STC | Crafting A Bespoke Typeface

We were tasked with designing a new, bespoke typeface for STC, the largest telecommunications company in Saudi Arabia with current markets in Kuwait, Bahrain and Indonesia.

Typefaces with a distinctive character or ‘personality’ have become an essential asset in the brand toolkit as they can play a central role in increasing brand recognition and establishing a distinctive tone of voice for brands.

As brand guardians for STC, we considered it a unique opportunity to design a contemporary typeface for STC that would make them stand out from the landscape of Arabic telecom brands in the Middle East. A bespoke typeface would also reflect STC’s keen interest in clear communication with their customers as well as their dedication to technological advancements.

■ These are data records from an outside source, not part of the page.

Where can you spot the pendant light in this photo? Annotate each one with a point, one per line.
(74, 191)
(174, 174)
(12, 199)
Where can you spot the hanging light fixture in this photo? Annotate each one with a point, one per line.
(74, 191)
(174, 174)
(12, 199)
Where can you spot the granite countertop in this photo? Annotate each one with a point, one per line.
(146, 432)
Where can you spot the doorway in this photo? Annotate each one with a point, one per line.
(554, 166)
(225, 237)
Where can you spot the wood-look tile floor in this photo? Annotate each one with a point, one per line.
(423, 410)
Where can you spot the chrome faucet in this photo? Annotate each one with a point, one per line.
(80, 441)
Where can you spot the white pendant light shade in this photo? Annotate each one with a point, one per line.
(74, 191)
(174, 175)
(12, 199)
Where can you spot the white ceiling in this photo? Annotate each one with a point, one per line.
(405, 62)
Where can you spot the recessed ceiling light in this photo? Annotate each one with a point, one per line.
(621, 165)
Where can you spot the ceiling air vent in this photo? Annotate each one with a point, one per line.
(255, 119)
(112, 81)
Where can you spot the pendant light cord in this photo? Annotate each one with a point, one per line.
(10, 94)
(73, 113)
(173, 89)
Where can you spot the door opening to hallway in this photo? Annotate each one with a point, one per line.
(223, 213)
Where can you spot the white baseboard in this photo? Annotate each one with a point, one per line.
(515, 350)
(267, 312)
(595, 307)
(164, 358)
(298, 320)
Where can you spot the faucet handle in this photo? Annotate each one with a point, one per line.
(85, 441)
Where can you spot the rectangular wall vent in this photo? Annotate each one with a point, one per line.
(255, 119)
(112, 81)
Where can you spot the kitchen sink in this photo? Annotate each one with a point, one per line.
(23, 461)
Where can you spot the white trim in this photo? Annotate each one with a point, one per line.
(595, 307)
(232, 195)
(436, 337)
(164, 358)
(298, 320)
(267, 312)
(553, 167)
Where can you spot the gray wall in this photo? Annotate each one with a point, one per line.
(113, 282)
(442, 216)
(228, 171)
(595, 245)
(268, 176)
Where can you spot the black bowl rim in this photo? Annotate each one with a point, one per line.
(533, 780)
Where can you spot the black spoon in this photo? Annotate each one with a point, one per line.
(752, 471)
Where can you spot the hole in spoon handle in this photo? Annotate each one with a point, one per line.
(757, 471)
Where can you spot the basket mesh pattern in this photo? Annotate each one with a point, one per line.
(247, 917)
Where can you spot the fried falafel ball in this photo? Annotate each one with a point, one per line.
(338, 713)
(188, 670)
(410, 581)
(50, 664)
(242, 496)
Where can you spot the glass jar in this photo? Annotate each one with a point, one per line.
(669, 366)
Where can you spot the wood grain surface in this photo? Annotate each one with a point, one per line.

The design of the STC typeface had to reflect the new brand strategy and the new values; ‘progressive’, ‘tuned in’, ‘helpful’ and ‘resourceful’. It also had to be highly adaptable in order to carry the new identity across multiple languages and various applications – from large headlines to small running text – without losing consistency.

We conducted a detailed exploration of the different possibilities for each glyph in both Arabic and Latin alphabets before the first basic character set was drawn.

Preliminary sketches and character exploration for Arabic alphabet

The proportions and basic characteristics for the stroke width, contrast and drawing of curves were established and the resulting typeface was a geometric typeface with large counters, squarish curves and single rounded corners on end strokes.

The character set was then complemented with ligatures, numerals and punctuation marks. Particular attention had to be given to the numerals as pricing and discount rates feature prominently in STC’s advertising.

Character design and glyph testing

Fine-tuning numerals

Arabic ‘fi’ ligature – work in progress

Finally, we approached Tarek Atrissi’s design studio in the Netherlands to assist us in the technical development of the typeface to include two additional weights (light and bold) with italics. Every step of the development process was discussed in detail to ensure that the typeface characteristics were faithfully carried across to the whole family.

It has become common practice in this part of the world for branding agencies to approach type foundries in order to develop a custom typeface whenever it would be considered as an appropriate solution for the brand identity. However, in the Middle East, type foundries are extremely scarce if practically non-existent. The design of Arabic typefaces has only recently picked up momentum due to the effort of young designers who have brought into their current practice learnings from advanced courses in type design in the Netherlands or the United Kingdom. A handful of modern typefaces are available online today and the library will expand greatly over the next few years as the demand for Arabic typefaces is increasingly growing.